At the New York Times, Reid J. Epstein reports in Noem’s Use of Private Money to Deploy Guard Troops Raises Questions:
South Dakota taxpayers have subsidized the state National Guard’s operations in world wars, the Middle East, Panama and the Caribbean. Now Gov. Kristi Noem has come up with a novel way of paying for it.
Ms. Noem, a Republican, announced Tuesday that she would deploy up to 50 of the state’s 3,100 Guard members to Texas, where they will help “secure the border between the United States and Mexico.” But unlike other Republican governors, who have dispatched troops to secure both the border and photo-ops for themselves, Ms. Noem found a private donor to provide the money for the deployment. . . .
“It’s basically money laundering, and it’s turning the state National Guard into a mercenary force,” said Rachel VanLandingham, a former Air Force lawyer who is a professor at Southwestern Law School in Los Angeles. “She’s using troops there that are a resource and have been paid for by taxpayers that are being used for a political show by a high-powered donor because the governor thought it was a good idea.”
Private funding of state National Guard troops was common in the 19th century, when mining companies subsidized military deployments to crush labor uprisings during the Industrial Revolution. A dedicated federal funding stream for the National Guard was created with what is often known as the Dick Act of 1903, named for the Ohio congressman who was chairman of the House Militia Affairs Committee. . . .
We're not sure of the 19th Century private corporate funding of the National Guard, but the Times' story brought the Ludlow Massacre to our mind. The Zinn Education Project explains in April 20, 1914: Ludlow Massacre:
Shortly after Woodrow Wilson took office there began in Colorado one of the most bitter and violent struggles between workers and corporate capital in the history of the country.
This was the Colorado coal strike that began in September 1913 and culminated in the “Ludlow Massacre” of April 1914. Eleven thousand miners in southern Colorado … worked for the Colorado Fuel & Iron Corporation, which was owned by the Rockefeller family. Aroused by the murder of one of their organizers, they went on strike against low pay, dangerous conditions, and feudal domination of their lives in towns completely controlled by the mining companies. …
When the strike began, the miners were immediately evicted from their shacks in the mining towns. Aided by the United Mine Workers Union, they set up tents in the nearby hills and carried on the strike, the picketing, from these tent colonies.

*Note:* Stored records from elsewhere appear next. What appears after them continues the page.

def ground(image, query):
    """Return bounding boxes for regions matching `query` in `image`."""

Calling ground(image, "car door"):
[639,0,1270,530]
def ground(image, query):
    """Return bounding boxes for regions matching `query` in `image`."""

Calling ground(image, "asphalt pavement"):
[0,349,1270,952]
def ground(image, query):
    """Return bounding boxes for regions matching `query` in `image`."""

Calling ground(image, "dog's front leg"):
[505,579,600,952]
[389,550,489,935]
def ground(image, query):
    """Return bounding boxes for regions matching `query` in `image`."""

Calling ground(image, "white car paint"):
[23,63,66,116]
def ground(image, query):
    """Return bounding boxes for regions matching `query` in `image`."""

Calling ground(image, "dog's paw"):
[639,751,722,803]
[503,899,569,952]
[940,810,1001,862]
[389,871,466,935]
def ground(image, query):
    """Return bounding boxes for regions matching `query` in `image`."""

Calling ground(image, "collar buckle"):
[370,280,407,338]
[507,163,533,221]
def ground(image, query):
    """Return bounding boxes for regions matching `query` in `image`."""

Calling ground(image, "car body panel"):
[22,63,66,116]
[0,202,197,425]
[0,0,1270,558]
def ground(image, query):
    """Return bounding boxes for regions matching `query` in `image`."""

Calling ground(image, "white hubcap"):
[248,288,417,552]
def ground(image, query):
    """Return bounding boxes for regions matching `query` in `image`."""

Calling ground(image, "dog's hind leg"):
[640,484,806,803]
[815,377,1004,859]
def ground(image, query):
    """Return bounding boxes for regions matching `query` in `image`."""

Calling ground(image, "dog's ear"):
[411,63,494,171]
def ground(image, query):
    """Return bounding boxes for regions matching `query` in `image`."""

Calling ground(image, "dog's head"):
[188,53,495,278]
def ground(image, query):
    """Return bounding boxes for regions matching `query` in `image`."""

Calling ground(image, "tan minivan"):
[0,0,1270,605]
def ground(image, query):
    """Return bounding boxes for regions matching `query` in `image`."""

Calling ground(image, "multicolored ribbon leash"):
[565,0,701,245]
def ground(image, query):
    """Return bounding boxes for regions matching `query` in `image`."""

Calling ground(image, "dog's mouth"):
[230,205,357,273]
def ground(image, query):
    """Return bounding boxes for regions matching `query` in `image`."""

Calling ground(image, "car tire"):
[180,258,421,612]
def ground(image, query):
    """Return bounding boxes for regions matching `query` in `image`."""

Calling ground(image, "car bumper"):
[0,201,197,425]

The gunmen hired by the Rockefeller interests—the Baldwin-Felts Detective Agency—using Gatling guns and rifles, raided the tent colonies. The death list of miners grew, but they hung on, drove back an armored train in a gun battle, fought to keep out strikebreakers. With the miners resisting, refusing to give in, the mines not able to operate, the Colorado governor (referred to by a Rockefeller mine manager as ‘our little cowboy governor’) called out the National Guard, with the Rockefellers supplying the Guard’s wages.
The miners at first thought the Guard was sent to protect them, and greeted its arrival with flags and cheers. They soon found out the Guard was there to destroy the strike. The Guard brought strikebreakers in under cover of night, not telling them there was a strike. Guardsmen beat miners, arrested them by the hundreds, rode down with their horses parades of women in the streets of Trinidad, the central town in the area. And still the miners refused to give in. When they lasted through the cold winter of 1913-1914, it became clear that extraordinary measures would be needed to break the strike.

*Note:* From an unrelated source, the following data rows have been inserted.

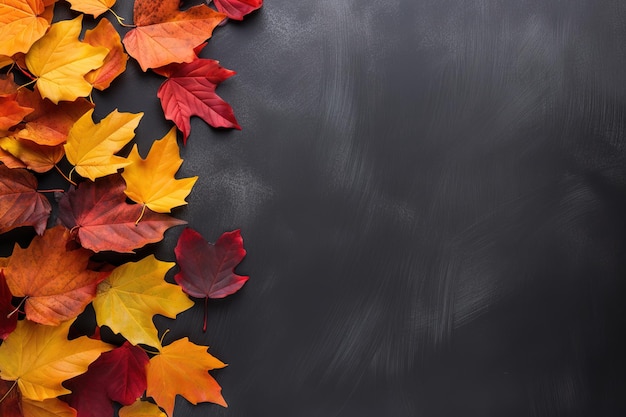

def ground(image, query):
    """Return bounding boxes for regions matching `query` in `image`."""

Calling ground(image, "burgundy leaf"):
[59,175,187,252]
[64,342,149,417]
[174,228,249,330]
[0,165,52,235]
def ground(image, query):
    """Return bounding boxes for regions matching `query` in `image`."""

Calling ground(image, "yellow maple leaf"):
[0,320,113,401]
[22,398,76,417]
[64,109,143,181]
[93,255,193,348]
[146,337,227,416]
[0,0,50,57]
[119,400,167,417]
[26,15,109,104]
[67,0,115,17]
[122,128,198,213]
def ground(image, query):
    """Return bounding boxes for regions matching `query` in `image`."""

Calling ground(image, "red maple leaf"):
[0,269,17,340]
[0,165,52,235]
[213,0,263,20]
[155,58,241,143]
[64,342,149,417]
[59,175,187,252]
[174,228,249,331]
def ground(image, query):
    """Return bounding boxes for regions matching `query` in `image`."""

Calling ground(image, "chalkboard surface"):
[2,0,626,417]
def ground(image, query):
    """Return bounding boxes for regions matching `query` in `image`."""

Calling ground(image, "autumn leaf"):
[4,226,107,326]
[67,0,115,17]
[0,165,52,234]
[65,110,143,181]
[13,88,94,146]
[213,0,263,20]
[155,58,241,143]
[22,398,76,417]
[64,342,148,417]
[0,320,113,401]
[146,337,227,416]
[59,175,187,253]
[0,379,24,417]
[0,136,65,173]
[93,255,193,348]
[0,269,17,338]
[119,400,167,417]
[26,15,109,104]
[122,128,198,213]
[123,0,226,71]
[0,0,50,57]
[174,228,249,331]
[83,17,128,91]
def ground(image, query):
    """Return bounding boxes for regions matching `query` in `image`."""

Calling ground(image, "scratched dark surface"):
[3,0,626,417]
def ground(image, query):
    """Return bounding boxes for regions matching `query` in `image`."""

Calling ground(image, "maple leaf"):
[146,337,227,416]
[0,136,65,172]
[83,19,128,91]
[0,269,17,338]
[67,0,115,17]
[26,15,109,104]
[0,379,24,417]
[123,0,226,71]
[22,398,76,417]
[155,58,241,143]
[59,175,187,253]
[4,226,107,326]
[93,255,193,347]
[122,128,198,213]
[0,320,113,401]
[65,110,143,181]
[0,0,50,57]
[119,400,167,417]
[64,342,148,417]
[0,165,52,234]
[213,0,263,20]
[174,228,249,331]
[14,88,94,146]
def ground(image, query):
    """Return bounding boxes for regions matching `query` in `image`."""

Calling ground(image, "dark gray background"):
[6,0,626,417]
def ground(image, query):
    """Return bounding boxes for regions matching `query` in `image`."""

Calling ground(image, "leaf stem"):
[7,296,28,319]
[135,204,146,226]
[54,164,76,187]
[109,8,137,28]
[202,297,209,332]
[0,379,17,403]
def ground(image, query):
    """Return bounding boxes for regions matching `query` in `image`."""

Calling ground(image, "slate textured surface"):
[3,0,626,417]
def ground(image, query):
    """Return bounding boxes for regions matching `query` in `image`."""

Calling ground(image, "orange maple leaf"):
[0,0,50,57]
[83,18,128,91]
[146,337,227,416]
[4,226,108,326]
[123,0,226,71]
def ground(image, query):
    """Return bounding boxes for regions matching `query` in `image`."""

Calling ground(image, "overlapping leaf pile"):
[0,0,262,417]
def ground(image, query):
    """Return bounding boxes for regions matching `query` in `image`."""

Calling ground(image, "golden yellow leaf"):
[146,337,227,416]
[0,320,113,401]
[122,128,198,213]
[22,398,76,417]
[64,109,143,181]
[0,0,50,57]
[0,136,65,173]
[93,255,193,348]
[119,400,167,417]
[67,0,115,17]
[26,15,109,104]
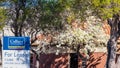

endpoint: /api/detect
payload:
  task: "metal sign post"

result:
[2,37,30,68]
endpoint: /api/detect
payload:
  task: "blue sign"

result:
[3,37,30,50]
[2,37,30,68]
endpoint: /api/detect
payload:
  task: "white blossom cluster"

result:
[54,16,109,50]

In April 1914, two National Guard companies were stationed in the hills overlooking the largest tent colony of strikers, the one at Ludlow, housing a thousand men, women, children. On the morning of April 20, a machine gun attack began on the tents. The miners fired back. Their leader, …, was lured up into the hills to discuss a truce, then shot to death by a company of National Guardsmen. The women and children dug pits beneath the tents to escape the gunfire. At dusk, the Guard moved down from the hills with torches, set fire to the tents, and the families fled into the hills; thirteen people were killed by gunfire.
The following day, a telephone linesman going through the ruins of the Ludlow tent colony lifted an iron cot covering a pit in one of the tents and found the charred, twisted bodies of eleven children and two women. This became known as the Ludlow Massacre. . . .

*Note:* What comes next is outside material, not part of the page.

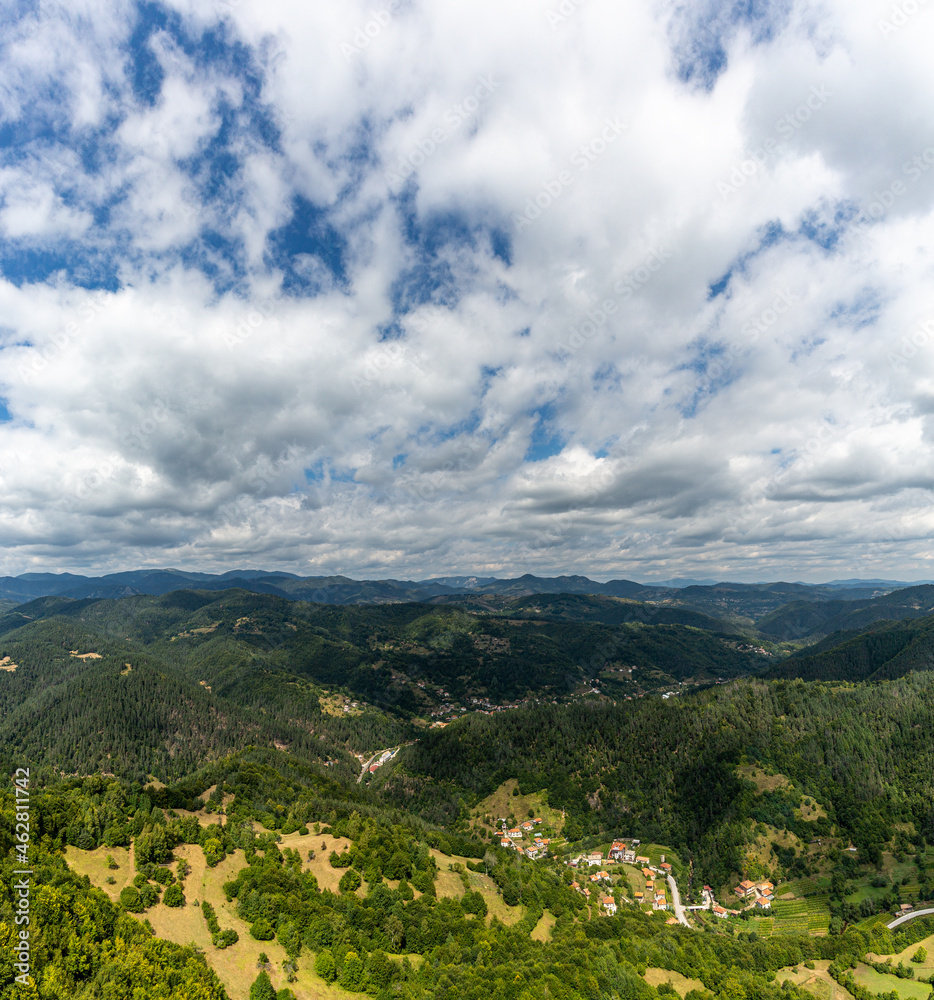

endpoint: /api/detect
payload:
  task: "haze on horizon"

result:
[0,0,934,582]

Of course, in Noem's brave new world of positive pants American history, who would know about the Rockefellers paying the National Guard's wages and those dead children?
Photo: A Colorado National Guardsman is shown training one of the machine guns on the Ludlow miner's tent camp. Ludlow Centennial Commission, via 100th anniversary of Ludlow Massacre nears in the Loveland (CO) Reporter Herald.